Thai Traditional Dance
As we took the tuk-tuk from Siem Reap to Chong Kneas, we could definitely see the landscape change. From the city, hotels and restaurants turned to shacks on stilts. I’m shocked people live in these structures, they seem to offer no protection against the elements, but there were people in them and once in a while I’d see a tv playing.
We traded our tuk-tuk for a boat to get into the town. The townspeople are predominately Vietnamese, who fled Vietnam during the war. Everything in the town, including our boat, is handmade. Despite the many tourist boats going through the town, there is nothing touristy about it.
Three boys were entertaining the tourists by jumping off the top of this boat. Every time another boat went by, they were sure to entertain. They never asked for any money, but a Chinese tourist with a telephoto lens gave them each a few bucks. Then she made requests for more backflips!
I noticed that some of the buildings had solar panels. My guide said that without them they wouldn’t have electricity. They used to have to take batteries to get charged up for $1/day. Now they can buy solar panels for $300 on a 20-year payment plan.
My guide gave me a two minute history lesson, and included some of his own personal stories.

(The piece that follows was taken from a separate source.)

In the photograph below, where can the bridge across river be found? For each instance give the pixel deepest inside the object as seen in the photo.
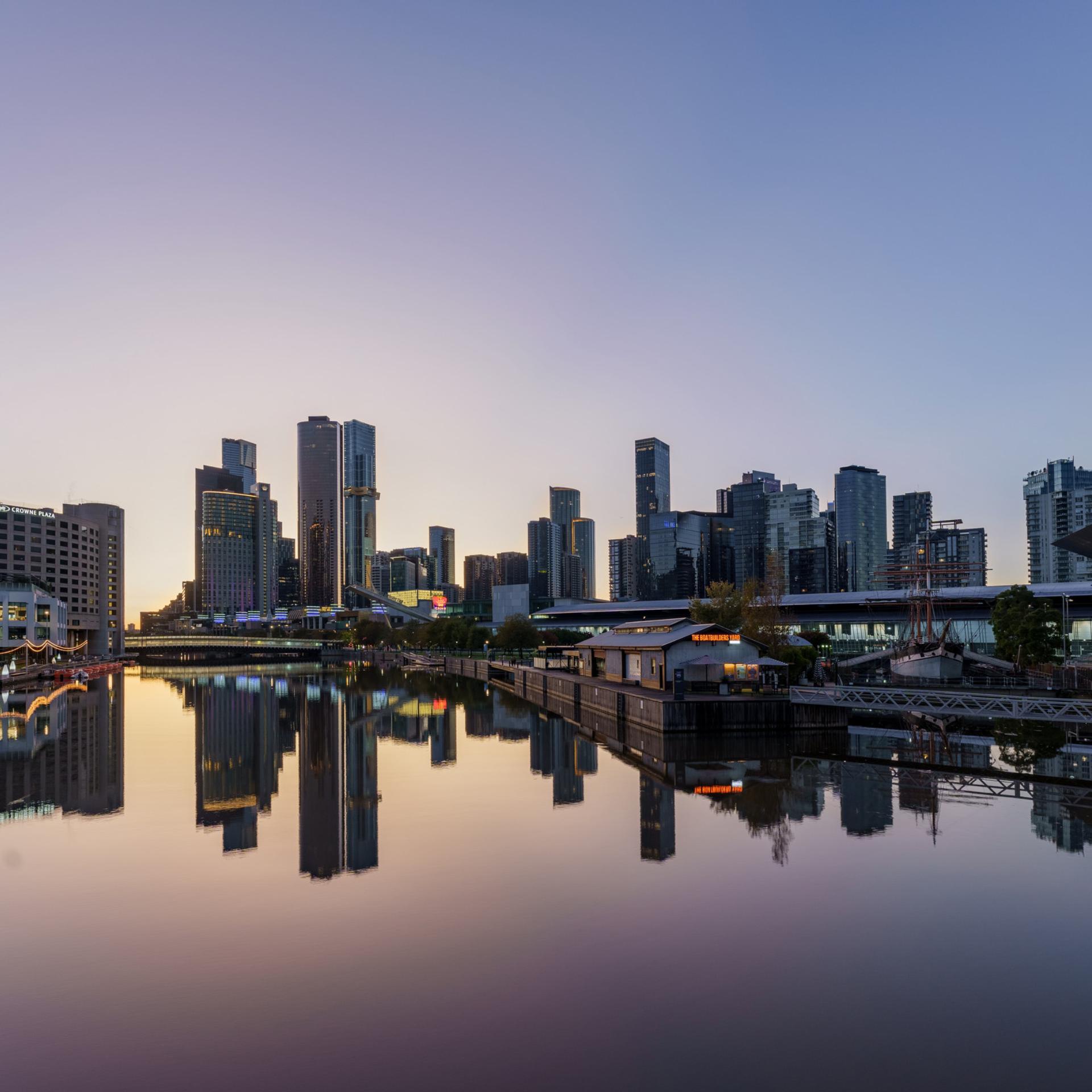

He was born in 1982, and every day on the way to school, he’d climb the trees to pick fruit because there wasn’t enough to eat. Even at 10 years old, they slept in ditches instead of their homes because of nighttime bombings. His village was hit, and all the building were destroyed except for his home because a bag of rice stopped the fire from spreading.
During the Khmer Rouge’s regime (1975-1979), a quarter (about 2 million) of Cambodia’s people perished to mass execution, disease or famine. Now, 75% of their population was born after 1979.
“Artisans Angkor is a Cambodian social business whose purpose is to create job opportunities for young people living in rural areas, while at the same time reviving traditional Khmer craftsmanship (stone and wood carving, painting on statues and on silk, lacquering, and silver plating).“, says Wikipedia. Huh. I did not get that from my private tour. I just got that it was a school for artisans.
My Artisan Angkor guide showed me various materials used for carvings, included soap stone. I told him that Canadian aboriginals also made carvings from soap stone. I lost him at “aboriginals”, so I said “Indians”. “From India?”, he asked. Uh-oh, how am I going to explain this? “No, the Canadians who have always been in Canada.” “Red skins?”, he asked. “Yes”, I laughed because I knew I could not explain political correctness. “I’ve never seen that before,” he told me. “Well, they’re like you.”, I said pointing to his skin, “and me.”, I added. I don’t think he believed me. “But the language is the same as India?” Oh dear.